During the time it took me to change a nappy Beau moved a chair over to the bench, climbed up, reached on the top of the fridge, grabbed the children’s multivitamins and ate about half a jar.
While I was attempting to cut the toddlers hair, Beau snatched the scissors and had a few chops at his own hair.
While I put washing in the machine he got up on his brother’s bed, peed on it and then covered it in baby powder. After stripping him off his wet clothes with no explanation for the deliberate wee on his brother’s bed I clean him down and leave him to get dressed.
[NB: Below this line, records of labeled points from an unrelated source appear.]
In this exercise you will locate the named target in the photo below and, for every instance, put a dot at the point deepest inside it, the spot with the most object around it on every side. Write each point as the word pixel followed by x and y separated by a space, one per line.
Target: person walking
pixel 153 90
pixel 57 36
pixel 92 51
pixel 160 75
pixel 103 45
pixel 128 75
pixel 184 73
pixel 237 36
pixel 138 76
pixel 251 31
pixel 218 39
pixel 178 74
After a few quiet minutes I check on him only to find some lovely artwork on his bed frame and multiple bits of paper all done while he is completely naked.
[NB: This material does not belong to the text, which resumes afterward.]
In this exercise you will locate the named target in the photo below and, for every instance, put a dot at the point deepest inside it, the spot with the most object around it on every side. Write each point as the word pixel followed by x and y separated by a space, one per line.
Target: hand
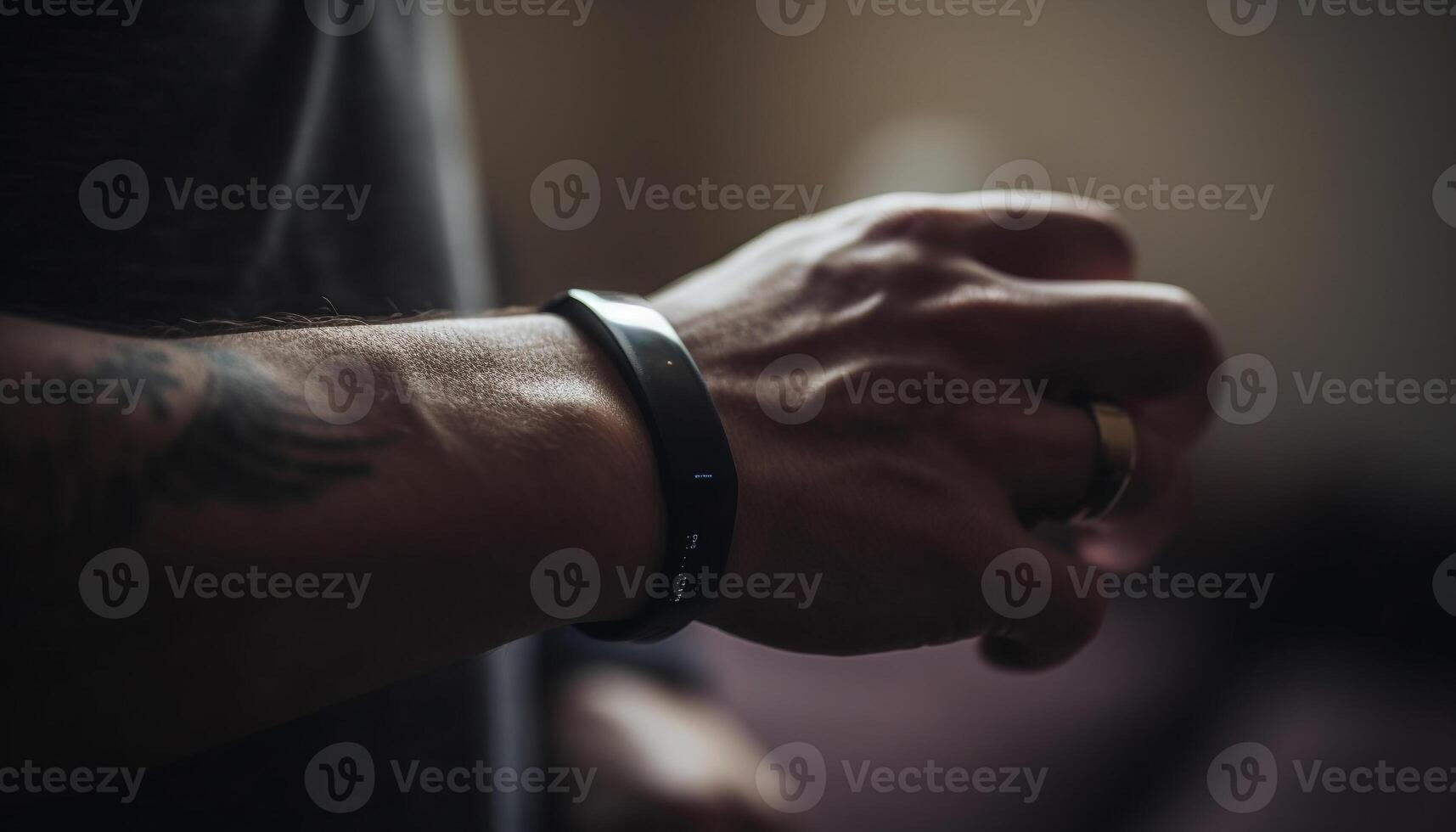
pixel 900 503
pixel 637 734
That was before he managed to open the window in his room (that was locked) and jump out of his window (big drop to the ground) and give me a fright when he knocked on the door from the outside, before the hair cutting incident and also before sneaking a mouthful of marshmallow’s from my secret stash in the pantry, and before he covered a section of his polished floorboards in stickers.
The stickers were also removed from an illegally opened letter that was sitting on the bench containing a birthday card awaiting the return home from school from his older brother- how do I explain that one?
And that was all before lunch. I’m not even going to write about his behavior at the maternal child health nurse and doc appointment in the arvo- sigh coffee anyone?
What a horrendous start to a day! I feel for you. Having not had days like that, but having struggled with depression and a toddler after a marriage breakdown, I can certainly vouch for days where I wondered if I would manage to just survive.
One thing that helped me was realising that many of the things I think are vitally important don't really matter so much (at this instant), and some days it is better to just let go of all I had set out to achieve and stop. I would only do that which was absolutely vital (ie. meals - take away if possible!), and just spend time with my daughter either watching a dvd, going to the park, or whatever she wanted which only required my presence, not my energy. It certainly sounds as though you just 'being' with your boys is about all you have to give, too. Let go of the rest
Praying and hoping that you get some rest and time out and that tomorrow is a MUCH better day.